American gymnast (born 2005)

Morgan Price (born June 28, 2005) is an American artistic gymnast for University of Arkansas.

==Early life==

Born in Lebanon, Tennessee, Price is the daughter of Chris, a former baseball player for a Kansas City Royals farm team who died in a motorcycle collision in 2009. Her mother, Marsha, was a cheerleader at Vanderbilt University.
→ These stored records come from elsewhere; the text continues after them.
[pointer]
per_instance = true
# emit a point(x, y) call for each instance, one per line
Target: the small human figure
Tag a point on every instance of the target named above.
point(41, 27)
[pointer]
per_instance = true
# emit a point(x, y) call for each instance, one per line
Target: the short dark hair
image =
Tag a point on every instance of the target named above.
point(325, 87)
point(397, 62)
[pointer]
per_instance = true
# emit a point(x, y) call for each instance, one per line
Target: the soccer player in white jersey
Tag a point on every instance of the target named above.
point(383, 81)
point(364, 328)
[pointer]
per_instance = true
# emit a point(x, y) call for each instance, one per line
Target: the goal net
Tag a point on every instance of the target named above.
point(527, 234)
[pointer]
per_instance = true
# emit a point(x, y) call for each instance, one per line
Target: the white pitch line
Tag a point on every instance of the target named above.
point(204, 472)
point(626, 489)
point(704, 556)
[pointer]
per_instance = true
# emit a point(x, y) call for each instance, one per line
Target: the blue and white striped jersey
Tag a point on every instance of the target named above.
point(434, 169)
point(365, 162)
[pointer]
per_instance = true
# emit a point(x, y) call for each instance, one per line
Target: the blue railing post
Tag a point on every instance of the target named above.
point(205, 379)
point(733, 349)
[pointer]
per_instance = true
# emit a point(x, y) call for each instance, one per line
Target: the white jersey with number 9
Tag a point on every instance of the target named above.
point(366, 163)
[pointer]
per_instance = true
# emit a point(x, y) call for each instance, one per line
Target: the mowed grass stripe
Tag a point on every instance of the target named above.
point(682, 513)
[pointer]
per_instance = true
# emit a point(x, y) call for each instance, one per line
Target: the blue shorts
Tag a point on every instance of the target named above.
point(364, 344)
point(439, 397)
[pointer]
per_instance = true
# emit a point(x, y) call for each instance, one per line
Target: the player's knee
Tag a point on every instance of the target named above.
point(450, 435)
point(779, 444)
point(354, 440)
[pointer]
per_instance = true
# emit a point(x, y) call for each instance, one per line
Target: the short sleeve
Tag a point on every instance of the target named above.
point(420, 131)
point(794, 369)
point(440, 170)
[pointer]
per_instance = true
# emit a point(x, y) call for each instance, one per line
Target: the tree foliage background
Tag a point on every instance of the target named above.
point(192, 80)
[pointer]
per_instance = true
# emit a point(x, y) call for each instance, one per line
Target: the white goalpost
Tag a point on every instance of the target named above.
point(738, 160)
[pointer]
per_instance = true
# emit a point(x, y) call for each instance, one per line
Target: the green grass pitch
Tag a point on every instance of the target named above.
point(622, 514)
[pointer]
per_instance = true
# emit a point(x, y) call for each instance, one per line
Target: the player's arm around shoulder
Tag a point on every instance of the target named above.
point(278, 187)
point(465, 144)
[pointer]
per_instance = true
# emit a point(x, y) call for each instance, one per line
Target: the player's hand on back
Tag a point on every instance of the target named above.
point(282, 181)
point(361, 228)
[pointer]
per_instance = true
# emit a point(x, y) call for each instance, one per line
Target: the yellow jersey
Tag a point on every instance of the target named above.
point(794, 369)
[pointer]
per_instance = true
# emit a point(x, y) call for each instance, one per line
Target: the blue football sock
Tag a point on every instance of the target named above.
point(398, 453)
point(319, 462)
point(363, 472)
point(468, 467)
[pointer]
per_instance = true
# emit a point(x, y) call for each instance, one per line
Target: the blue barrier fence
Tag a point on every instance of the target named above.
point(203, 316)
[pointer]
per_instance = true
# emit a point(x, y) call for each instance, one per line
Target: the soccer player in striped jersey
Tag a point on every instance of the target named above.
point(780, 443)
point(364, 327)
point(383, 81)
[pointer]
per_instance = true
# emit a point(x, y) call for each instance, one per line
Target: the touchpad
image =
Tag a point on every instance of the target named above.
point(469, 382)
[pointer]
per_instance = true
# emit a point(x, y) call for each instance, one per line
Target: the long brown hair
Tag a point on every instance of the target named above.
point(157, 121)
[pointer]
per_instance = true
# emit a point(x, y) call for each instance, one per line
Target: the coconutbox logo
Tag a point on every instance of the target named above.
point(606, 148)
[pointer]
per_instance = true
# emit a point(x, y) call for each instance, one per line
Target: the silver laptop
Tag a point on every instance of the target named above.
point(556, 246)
Price took up gymnastics at age two, attending Overbrook Catholic School in Nashville during her younger years.

==Gymnastics career==

In 2013, Price moved to Coppell, Texas, to train at Kim Zmeskal's Texas Dreams gymnastics academy. In 2021 and 2022, she competed in the Nastia Liukin Cup, once placing third on bars. She graduated from Coppell High School a year early in 2022.

A five-star college recruit, Price originally committed in November 2021 to compete in gymnastics on a full scholarship for the University of Arkansas (where her sister Frankie competed). She decommitted from Arkansas in May 2022 after she was invited by coach Corrinne Tarver to compete for Fisk University, a historically black school planning to become the first to launch a gymnastics program.

In Price's first year, the Fisk Lady Gymdogs held their first season. She was one of three Gymdogs to qualify for the 2023 USA Gymnastics Collegiate National Championships, where she placed third in floor exercise and eighth in all-around.

In April 2024, Price won the USA Gymnastics' 2024 Women's Collegiate National Championships, making her the first gymnast from a historically black college or university to win a USA Gymnastics national collegiate championship. Her all-around score was 39.225.

On February 8 2025, Price became the first HBCU gymnast to score a perfect 10 on uneven bars.

In February 2026, Price became the first Arkansas gymnast to score a perfect 10 doing so on Vault during a home meet.